FIG. 5: Single sample-Multiple KNSS-Single Restriction enzyme-Single adaptor-Single spacer sequence

Multiple KNSS sequence detection in a single sample using a single adaptor: DNA is digested using a restriction enzyme. An adaptor is ligated and the ligation products are denatured. A subset of the denatured products is circularized using oligonucleotides homologous to the adaptor sequence and the KNSS. The circularization oligonucleotides are partially double stranded and introduce a spacer sequence. The ends are ligated and subsequently the targeted fragments sequenced.

FIG. 6: Single sample-Multiple KNSS-Single Restriction enzyme-Single adaptor-Multiple spacer sequences

Multiple KNSS sequence detection in a single sample:

DNA is digested using a restriction enzyme. An adaptor is ligated and the ligation products are denatured. A subset of the denatured products is circularized using oligonucleotides homologous to the adaptor sequence and the KNSS. The circularization oligonucleotides are partially double stranded and introduce target specific spacer sequences. The ends are ligated and subsequently the targeted fragments sequenced.
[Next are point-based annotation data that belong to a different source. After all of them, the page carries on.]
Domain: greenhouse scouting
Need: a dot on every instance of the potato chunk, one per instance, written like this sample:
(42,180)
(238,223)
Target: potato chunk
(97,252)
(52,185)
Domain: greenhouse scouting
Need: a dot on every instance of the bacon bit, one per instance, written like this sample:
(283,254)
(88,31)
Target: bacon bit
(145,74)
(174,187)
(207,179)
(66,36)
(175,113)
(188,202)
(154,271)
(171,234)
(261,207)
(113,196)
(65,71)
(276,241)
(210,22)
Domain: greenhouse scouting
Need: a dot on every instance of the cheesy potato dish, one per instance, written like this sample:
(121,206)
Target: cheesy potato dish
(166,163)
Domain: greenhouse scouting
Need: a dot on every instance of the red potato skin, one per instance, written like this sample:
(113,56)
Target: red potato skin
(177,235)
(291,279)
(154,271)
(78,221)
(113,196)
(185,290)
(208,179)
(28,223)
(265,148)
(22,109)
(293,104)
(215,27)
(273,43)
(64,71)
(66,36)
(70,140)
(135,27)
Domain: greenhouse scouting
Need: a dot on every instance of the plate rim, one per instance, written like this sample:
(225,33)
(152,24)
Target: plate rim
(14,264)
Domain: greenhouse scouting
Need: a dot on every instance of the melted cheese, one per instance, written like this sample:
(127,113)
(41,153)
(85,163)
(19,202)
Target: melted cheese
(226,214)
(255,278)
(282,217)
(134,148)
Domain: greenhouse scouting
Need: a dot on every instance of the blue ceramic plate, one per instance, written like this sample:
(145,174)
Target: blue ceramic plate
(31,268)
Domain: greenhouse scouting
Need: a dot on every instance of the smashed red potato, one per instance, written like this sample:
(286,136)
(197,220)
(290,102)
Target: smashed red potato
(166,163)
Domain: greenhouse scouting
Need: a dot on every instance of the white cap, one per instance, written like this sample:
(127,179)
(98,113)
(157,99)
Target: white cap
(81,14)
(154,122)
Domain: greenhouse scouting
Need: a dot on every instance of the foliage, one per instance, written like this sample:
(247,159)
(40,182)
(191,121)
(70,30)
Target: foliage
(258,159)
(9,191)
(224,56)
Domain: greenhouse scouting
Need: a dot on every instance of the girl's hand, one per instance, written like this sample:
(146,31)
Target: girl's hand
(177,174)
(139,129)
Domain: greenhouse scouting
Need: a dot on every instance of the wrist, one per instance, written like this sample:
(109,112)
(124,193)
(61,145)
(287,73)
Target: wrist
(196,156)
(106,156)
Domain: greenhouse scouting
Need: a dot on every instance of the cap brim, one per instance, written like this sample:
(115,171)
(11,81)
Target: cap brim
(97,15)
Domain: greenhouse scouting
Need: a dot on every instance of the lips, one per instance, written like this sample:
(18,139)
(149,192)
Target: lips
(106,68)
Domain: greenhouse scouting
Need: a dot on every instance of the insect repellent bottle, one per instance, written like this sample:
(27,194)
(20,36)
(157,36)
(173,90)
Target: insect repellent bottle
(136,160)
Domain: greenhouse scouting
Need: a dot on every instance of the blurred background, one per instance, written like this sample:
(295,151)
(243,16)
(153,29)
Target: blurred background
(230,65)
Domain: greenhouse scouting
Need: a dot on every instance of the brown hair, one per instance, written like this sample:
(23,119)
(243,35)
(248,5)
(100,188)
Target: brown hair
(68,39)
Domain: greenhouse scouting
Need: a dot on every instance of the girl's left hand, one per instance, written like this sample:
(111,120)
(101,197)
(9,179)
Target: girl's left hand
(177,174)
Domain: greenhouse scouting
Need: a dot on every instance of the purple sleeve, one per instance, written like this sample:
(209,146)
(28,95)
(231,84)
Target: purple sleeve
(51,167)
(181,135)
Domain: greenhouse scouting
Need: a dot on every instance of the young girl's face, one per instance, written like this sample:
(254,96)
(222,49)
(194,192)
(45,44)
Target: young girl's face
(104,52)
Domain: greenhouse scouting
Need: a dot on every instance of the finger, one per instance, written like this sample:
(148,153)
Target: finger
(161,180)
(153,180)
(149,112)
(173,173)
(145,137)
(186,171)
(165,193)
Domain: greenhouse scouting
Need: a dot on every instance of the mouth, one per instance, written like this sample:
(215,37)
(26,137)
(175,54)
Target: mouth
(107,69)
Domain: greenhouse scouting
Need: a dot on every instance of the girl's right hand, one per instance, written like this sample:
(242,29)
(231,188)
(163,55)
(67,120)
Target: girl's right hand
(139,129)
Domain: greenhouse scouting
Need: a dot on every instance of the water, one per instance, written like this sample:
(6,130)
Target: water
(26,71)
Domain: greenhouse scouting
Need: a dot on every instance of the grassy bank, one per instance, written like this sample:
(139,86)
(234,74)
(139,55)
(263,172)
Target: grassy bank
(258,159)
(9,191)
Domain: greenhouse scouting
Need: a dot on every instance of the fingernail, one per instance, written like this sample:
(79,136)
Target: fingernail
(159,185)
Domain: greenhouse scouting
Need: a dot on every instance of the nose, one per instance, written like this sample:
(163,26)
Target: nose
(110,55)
FIG. 7: Single sample-Single Known Nucleotide Sequence Section-random fragmentation-Single adapter-NO spacer sequence

Single Known Nucleotide Sequence Section sequence detection using an adapter that ligates to the top strand of the fragment: DNA is randomly fragmented. An adapter is ligated and the ligation products are denatured. The denatured products are circularized using an oligonucleotide that is homologues to the adapter sequence and the Known Nucleotide Sequence Section sequence, which might be situated internal of the fragment. The (optionally) non hybridizing end of the fragment (flap) is removed and the resulting ends are ligated. The generated ligated products are sequenced with which the Known Nucleotide Sequence Section sequence and flanking sequence information is determined.

FIG. 8: Single sample-Single Known Nucleotide Sequence Section-random fragmentation-Single adapter-NO spacer sequence

Single Known Nucleotide Sequence Section sequence detection using an adapter that ligates to the bottom strand of the fragment: DNA is randomly fragmented. An adapter is ligated and the ligation products are denatured. The denatured products are circularized using an oligonucleotide that is homologues to the adapter sequence and the Known Nucleotide Sequence Section sequence, which might be situated internal of the fragment. The (optionally) non hybridizing end of the fragment is removed and the resulting ends are ligated. The generated ligated products are sequenced with which the Known Nucleotide Sequence Section sequence and flanking sequence information is determined.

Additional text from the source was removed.